As a response to these effects, some cities have begun taking a proactive approach. Within this approach, engineers are looking at material science to improve citizens’ comfort and health.

• Cool Pavements: Los Angeles and Phoenix are paving the way in the usage of cool pavements to combat the urban heat island effect. The cities are using light colored asphalt and reflective coating to reduce the amount of solar radiation the streets absorb. Other cities around the country have adopted permeable roads to allow water to filter and evaporate, cooling the atmosphere and pavement.

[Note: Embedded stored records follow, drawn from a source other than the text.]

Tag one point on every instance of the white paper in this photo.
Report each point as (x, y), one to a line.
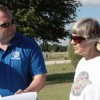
(23, 96)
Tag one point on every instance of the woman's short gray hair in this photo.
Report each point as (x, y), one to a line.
(88, 28)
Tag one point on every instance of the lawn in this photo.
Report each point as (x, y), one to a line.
(58, 83)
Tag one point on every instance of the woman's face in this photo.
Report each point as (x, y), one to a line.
(81, 46)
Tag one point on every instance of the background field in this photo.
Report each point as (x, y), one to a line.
(58, 83)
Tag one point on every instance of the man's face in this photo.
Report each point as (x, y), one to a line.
(7, 27)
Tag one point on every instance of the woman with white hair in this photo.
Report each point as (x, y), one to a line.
(85, 35)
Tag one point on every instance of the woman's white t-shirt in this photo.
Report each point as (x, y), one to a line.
(86, 84)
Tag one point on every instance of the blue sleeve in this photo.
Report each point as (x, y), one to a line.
(37, 61)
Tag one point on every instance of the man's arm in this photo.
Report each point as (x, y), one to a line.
(36, 85)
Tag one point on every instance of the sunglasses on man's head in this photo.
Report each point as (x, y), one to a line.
(77, 39)
(4, 25)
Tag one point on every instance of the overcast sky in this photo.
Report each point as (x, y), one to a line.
(90, 8)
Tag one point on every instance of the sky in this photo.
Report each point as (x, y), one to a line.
(90, 8)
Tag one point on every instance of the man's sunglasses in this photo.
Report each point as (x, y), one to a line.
(5, 25)
(77, 39)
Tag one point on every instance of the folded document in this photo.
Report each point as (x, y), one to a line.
(23, 96)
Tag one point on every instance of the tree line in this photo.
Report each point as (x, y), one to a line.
(43, 19)
(53, 48)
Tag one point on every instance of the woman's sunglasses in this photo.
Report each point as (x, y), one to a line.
(77, 39)
(5, 25)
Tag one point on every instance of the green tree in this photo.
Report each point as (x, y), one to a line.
(43, 19)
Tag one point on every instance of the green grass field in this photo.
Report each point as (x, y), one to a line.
(58, 83)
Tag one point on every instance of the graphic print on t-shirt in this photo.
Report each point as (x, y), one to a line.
(80, 83)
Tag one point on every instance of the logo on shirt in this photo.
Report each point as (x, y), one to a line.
(15, 55)
(80, 83)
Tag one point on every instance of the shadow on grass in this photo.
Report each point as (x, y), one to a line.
(60, 78)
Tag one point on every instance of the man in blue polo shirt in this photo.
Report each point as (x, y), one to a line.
(22, 67)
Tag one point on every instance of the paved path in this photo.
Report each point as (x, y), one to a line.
(57, 62)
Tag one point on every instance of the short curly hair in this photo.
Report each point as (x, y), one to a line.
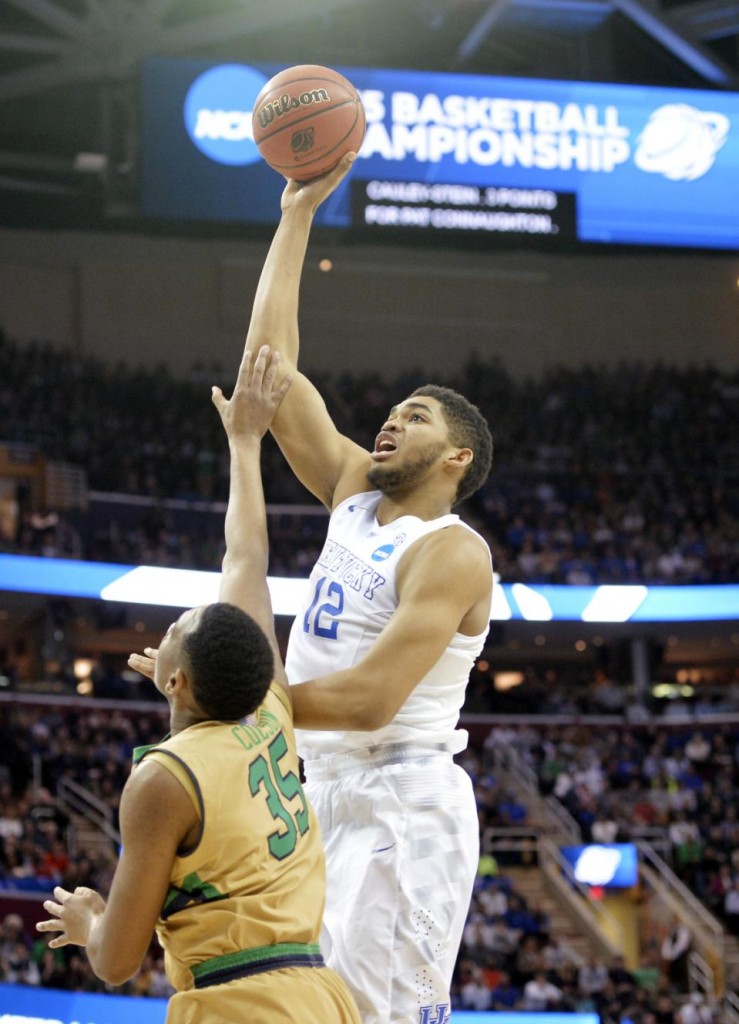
(231, 663)
(468, 428)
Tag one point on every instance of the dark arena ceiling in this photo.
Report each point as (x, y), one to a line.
(69, 68)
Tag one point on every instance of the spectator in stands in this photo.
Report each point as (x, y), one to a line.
(505, 995)
(539, 994)
(593, 977)
(675, 949)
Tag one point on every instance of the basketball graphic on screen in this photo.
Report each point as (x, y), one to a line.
(305, 119)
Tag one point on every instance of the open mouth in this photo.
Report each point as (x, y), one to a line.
(385, 445)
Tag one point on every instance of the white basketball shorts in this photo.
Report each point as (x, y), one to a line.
(401, 840)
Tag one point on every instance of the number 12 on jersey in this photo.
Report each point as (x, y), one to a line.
(321, 619)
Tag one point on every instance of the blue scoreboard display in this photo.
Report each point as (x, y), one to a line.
(552, 163)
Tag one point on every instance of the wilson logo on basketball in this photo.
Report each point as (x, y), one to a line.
(302, 140)
(277, 108)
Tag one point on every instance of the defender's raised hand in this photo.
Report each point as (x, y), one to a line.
(73, 915)
(256, 396)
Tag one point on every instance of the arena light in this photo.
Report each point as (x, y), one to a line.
(614, 604)
(534, 606)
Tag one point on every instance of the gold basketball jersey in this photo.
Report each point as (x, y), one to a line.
(251, 892)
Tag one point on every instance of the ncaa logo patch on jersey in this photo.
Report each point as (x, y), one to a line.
(383, 552)
(440, 1014)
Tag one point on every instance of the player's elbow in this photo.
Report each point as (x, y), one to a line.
(114, 969)
(374, 713)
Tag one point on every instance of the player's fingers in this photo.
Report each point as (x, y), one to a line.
(55, 908)
(49, 926)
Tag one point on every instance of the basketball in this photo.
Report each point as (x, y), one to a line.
(306, 119)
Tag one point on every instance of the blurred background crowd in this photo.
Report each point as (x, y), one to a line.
(627, 474)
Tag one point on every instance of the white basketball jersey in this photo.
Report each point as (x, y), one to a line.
(351, 598)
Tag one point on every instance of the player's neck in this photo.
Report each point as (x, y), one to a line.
(183, 718)
(420, 504)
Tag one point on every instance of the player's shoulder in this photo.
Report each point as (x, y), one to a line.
(455, 553)
(464, 540)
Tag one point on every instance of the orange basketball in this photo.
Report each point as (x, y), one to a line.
(305, 119)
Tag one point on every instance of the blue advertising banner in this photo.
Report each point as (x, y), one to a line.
(446, 154)
(34, 1006)
(516, 601)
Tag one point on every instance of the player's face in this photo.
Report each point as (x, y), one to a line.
(414, 438)
(169, 657)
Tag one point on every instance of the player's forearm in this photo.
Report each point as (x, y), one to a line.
(246, 522)
(107, 955)
(274, 315)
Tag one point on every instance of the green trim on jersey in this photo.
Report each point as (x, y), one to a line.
(259, 957)
(193, 890)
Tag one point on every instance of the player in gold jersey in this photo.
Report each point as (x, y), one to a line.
(221, 852)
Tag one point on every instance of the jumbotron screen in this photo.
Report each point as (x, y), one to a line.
(503, 160)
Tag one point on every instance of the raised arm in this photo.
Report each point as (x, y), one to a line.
(157, 816)
(246, 418)
(321, 458)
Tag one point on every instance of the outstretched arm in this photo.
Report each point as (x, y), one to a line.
(330, 465)
(246, 418)
(157, 815)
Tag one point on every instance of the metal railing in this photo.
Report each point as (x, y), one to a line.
(599, 921)
(77, 799)
(701, 977)
(683, 893)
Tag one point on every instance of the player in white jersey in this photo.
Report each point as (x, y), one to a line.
(400, 598)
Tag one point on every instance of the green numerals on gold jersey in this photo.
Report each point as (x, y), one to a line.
(278, 787)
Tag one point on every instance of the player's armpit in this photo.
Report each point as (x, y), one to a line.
(157, 816)
(328, 464)
(442, 583)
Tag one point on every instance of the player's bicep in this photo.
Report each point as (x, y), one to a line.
(321, 458)
(246, 587)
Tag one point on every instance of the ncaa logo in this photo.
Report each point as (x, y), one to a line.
(681, 141)
(380, 554)
(218, 114)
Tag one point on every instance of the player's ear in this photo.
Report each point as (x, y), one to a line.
(176, 682)
(462, 457)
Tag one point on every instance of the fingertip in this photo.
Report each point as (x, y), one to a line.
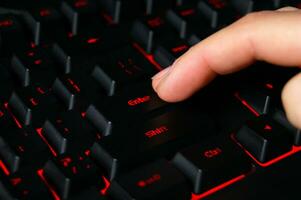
(291, 98)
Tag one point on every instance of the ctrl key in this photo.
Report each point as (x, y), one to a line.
(158, 180)
(212, 163)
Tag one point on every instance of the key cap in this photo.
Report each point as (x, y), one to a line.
(167, 52)
(68, 132)
(33, 68)
(121, 67)
(217, 12)
(264, 138)
(11, 33)
(211, 163)
(134, 101)
(280, 117)
(117, 11)
(42, 20)
(75, 50)
(113, 9)
(23, 186)
(64, 93)
(157, 180)
(31, 105)
(154, 137)
(148, 31)
(78, 13)
(256, 99)
(99, 121)
(186, 20)
(68, 176)
(157, 6)
(4, 192)
(252, 5)
(6, 84)
(16, 149)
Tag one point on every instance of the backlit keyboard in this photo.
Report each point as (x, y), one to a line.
(79, 119)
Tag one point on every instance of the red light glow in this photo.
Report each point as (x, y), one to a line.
(217, 188)
(53, 192)
(149, 57)
(4, 168)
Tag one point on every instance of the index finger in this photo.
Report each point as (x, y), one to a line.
(270, 36)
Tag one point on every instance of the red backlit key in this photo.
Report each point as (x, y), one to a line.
(42, 21)
(99, 121)
(121, 67)
(160, 135)
(67, 90)
(112, 8)
(32, 104)
(33, 67)
(135, 101)
(252, 5)
(149, 30)
(280, 117)
(212, 163)
(68, 132)
(68, 176)
(179, 18)
(12, 33)
(157, 6)
(157, 180)
(16, 150)
(79, 13)
(219, 13)
(25, 185)
(6, 84)
(117, 11)
(168, 51)
(264, 138)
(70, 51)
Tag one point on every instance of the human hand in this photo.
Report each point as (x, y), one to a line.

• Blue-Green Infrastructure: This concept integrates water sources (blue) with vegetation (green) to sustain urban development while protecting the environment and its inhabitants. Green roofs (made of plants) are alternatives to traditional heat-absorbing materials, and they reduce air pollution. Living walls serve the same purpose, though they are often criticized for being expensive and difficult to maintain.

• The Solar Reflectance Index (SRI): This is a scale measuring a material’s ability to reflect solar heat. It is calculated using the roof’s solar reflectance (SR) and thermal emittance (TE) to provide an indication of how cool the material will stay in the sun. Many building codes, including California’s Building Efficiency Standards and the International Green Construction Code, reference SRI and even have SRI requirements for roofing products.

By understanding the thermodynamics behind urban heat islands, we can begin to redesign our cities on a larger scale. As we face an increasingly warmer global climate, the ability to cool our cities should be at the forefront of architectural innovation. We cannot eradicate urban infrastructure, but moving forward, we can advocate for cleaner approaches that prioritize the environment.